2

I have a set of people in a dataframe, I need the list of people that do not occur in the main dataset. Currently I am checking against first and last name.

data_to_check_dataset is the input data that needs to be checked , it contains many columns but currently I only need to check against first_name , last_name.

first_name last_name ...
0 James Apple ...
1 Alice test ...
... ... ... ...
10000 Paul test ...

sometimes the data fields can be entirely blank and are read as nan values.

first_name last_name ...
0 James comp nan ...
1 Paul ltd nan ...
... ... ... ...
10000 Paul other nan ...

The dataframe I am checking against current_people_dataset : , it contains many columns I have renamed the name columns to first_name , last_name. Its null values are blank for some reason, I think because

first_name last_name ...
0 f_A l_A ...
1 B ...
... ... ... ...
900000 paul smith ...

The data_to_check_dataset is always smaller then the current_people_dataset. Column ordering is not fixed and can change depending on here the data is loaded in from.

currently I have been trying to adapt the code from here.

new_people_names = (pd.merge(data_to_check_dataset,current_people_dataset, indicator=True, how='outer')
         .query('_merge=="left_only"')
         .drop('_merge', axis=1))

This raises ValueError: You are trying to merge on float64 and object columns.
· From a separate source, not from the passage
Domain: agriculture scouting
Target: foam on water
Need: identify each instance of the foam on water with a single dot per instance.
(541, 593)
If you wish to proceed you should use pd.concat error when comparing colunmns.

J_7567
  • 31
  • 3

1 Answers1

0

That's what error is saying so one way is to typecase first_name and last_name of both df's to string by using astype():

data_to_check_dataset[['first_name','last_name']]=data_to_check_dataset[['first_name','last_name']].astype(str)
current_people_dataset[['first_name','last_name']]=current_people_dataset[['first_name','last_name']].astype(str)
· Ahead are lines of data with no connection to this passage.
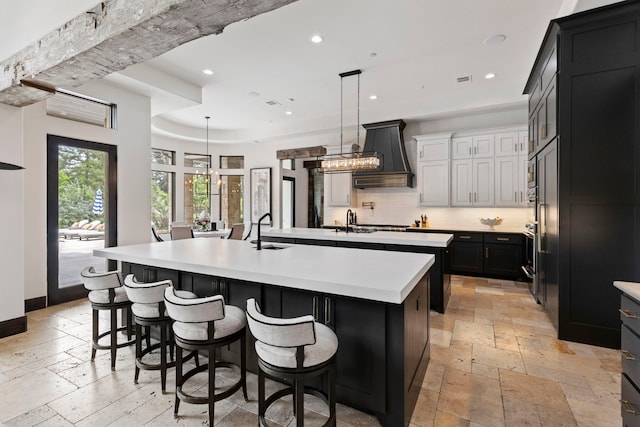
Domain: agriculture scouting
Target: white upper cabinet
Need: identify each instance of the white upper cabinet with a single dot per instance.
(433, 169)
(487, 168)
(507, 191)
(472, 146)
Finally chain replace() to your current method for converting string nan back to real NaN:

new_people_names = (pd.merge(data_to_check_dataset,current_people_dataset, indicator=True, how='outer',on=['first_name','last_name'])
         .query('_merge=="left_only"')
         .drop('_merge', axis=1)
         .replace('nan',float('NaN'),regex=True))
Anurag Dabas
  • 23,866
  • 9
  • 21
  • 41